Szoboszlai y Salah intercambiaron roles para anotar tiros libres casi idénticos contra Bournemouth y Qarabag al dejar el balón para crear una mejor oportunidad de tiro.
En liga, seis goles han llegado con un xG de 2,7, incluidos tres de córners, y aquí es donde se ha producido uno de los cambios más notables.
Desde la salida de Briggs, ha habido un mayor énfasis en lanzar esquinas hacia adentro y dirigirlas hacia el área de seis yardas. En los últimos meses, especialmente desde que Salah regresó de la AFCON, el internacional egipcio, Szoboszlai y Gakpo han sido los principales lanzadores de esquina del Liverpool.

En el gráfico anterior podemos ver que los saques de esquina lanzados desde la izquierda se dirigen cada vez más al centro del área chica (aumentando del 27 por ciento al 65 por ciento), justo encima del portero.
Desde el lado opuesto, el aumento es menos marcado, pero aun así ha aumentado. La mayor diferencia en este flanco es el aumento de saques de esquina desde el 20 por ciento hasta el 53 por ciento.
Esta estrategia dio sus frutos contra el Sunderland, con el Liverpool congestionando el área chica. El envío de Salah encontró a Van Dijk y su cabezazo, que iba directo al arco, fue rematado a la red por Nordi Mukiele.

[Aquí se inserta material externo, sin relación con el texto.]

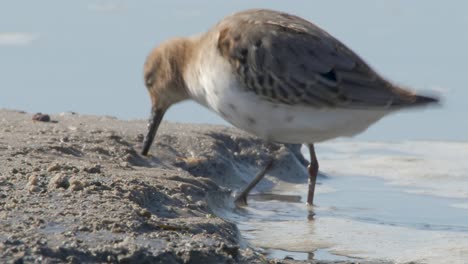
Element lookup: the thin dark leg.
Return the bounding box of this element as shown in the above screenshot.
[307,144,318,205]
[234,159,273,206]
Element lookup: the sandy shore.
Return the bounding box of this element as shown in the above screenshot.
[0,110,388,263]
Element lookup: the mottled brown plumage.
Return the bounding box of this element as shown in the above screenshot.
[142,9,437,204]
[216,10,436,108]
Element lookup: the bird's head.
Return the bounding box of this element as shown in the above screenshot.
[142,39,191,156]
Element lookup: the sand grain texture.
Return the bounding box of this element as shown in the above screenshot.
[0,110,388,263]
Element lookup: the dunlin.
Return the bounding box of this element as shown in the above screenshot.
[142,9,438,205]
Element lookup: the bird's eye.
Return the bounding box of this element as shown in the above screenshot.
[145,74,154,87]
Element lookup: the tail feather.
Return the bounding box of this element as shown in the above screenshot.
[412,95,440,106]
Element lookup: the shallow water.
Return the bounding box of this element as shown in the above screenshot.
[210,143,468,263]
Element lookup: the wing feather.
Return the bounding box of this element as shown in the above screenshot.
[216,10,424,108]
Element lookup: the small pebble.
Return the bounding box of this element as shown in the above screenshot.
[32,113,50,122]
[83,164,101,173]
[28,185,42,193]
[28,174,39,186]
[47,163,62,172]
[49,173,70,189]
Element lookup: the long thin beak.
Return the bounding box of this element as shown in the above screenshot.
[141,108,166,156]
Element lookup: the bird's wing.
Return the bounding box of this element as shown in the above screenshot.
[217,10,417,108]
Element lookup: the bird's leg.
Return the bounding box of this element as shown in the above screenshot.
[307,144,318,206]
[234,159,273,206]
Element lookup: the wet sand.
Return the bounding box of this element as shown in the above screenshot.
[0,110,388,263]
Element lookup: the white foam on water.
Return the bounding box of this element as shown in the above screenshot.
[317,141,468,198]
[224,141,468,264]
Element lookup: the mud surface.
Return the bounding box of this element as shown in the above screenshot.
[0,110,388,263]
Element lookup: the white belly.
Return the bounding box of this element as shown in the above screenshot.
[186,50,389,143]
[215,87,388,143]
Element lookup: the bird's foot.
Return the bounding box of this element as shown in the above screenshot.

“Fue algo de lo que hablamos”, dijo Van Dijk a los periodistas después del partido. “Obviamente, tienen dos grandes centrales que tienden a cabecear mucho. Su portero está haciendo una temporada fantástica, pero golpear bajo presión nunca es bueno. Así que sabíamos que también podría haber algunos jugadores interesantes en la segunda fase”.
El Liverpool siempre ha mezclado su estrategia de ataque a balón parado, a menudo centrada en variar el movimiento de Van Dijk y Konate para colocarlos en posiciones de gol. Muchas cosas tienen que salir bien para que eso suceda: desde la entrega hasta que los compañeros de equipo ayuden a crear espacio y luego el final mismo.
El plan no siempre funciona. Salah pasó la primera mitad contra Bournemouth, por ejemplo, disparando córners desde la derecha hacia lo profundo del área, con Van Dijk pelando hacia el segundo palo, sin mucho éxito.
Sin embargo, en el lado opuesto, el plan era diferente. Szoboszlai lanzó sus córners hacia el primer palo, y el central hizo una carrera diferente y anotó un cabezazo.

Para mantener vivas sus esperanzas de clasificarse para la Liga de Campeones, el Liverpool tuvo que resolver su problema de jugadas a balón parado. Es innegable que se han logrado avances, pero es una tendencia que deben mantener hasta mayo si quieren cosechar los frutos.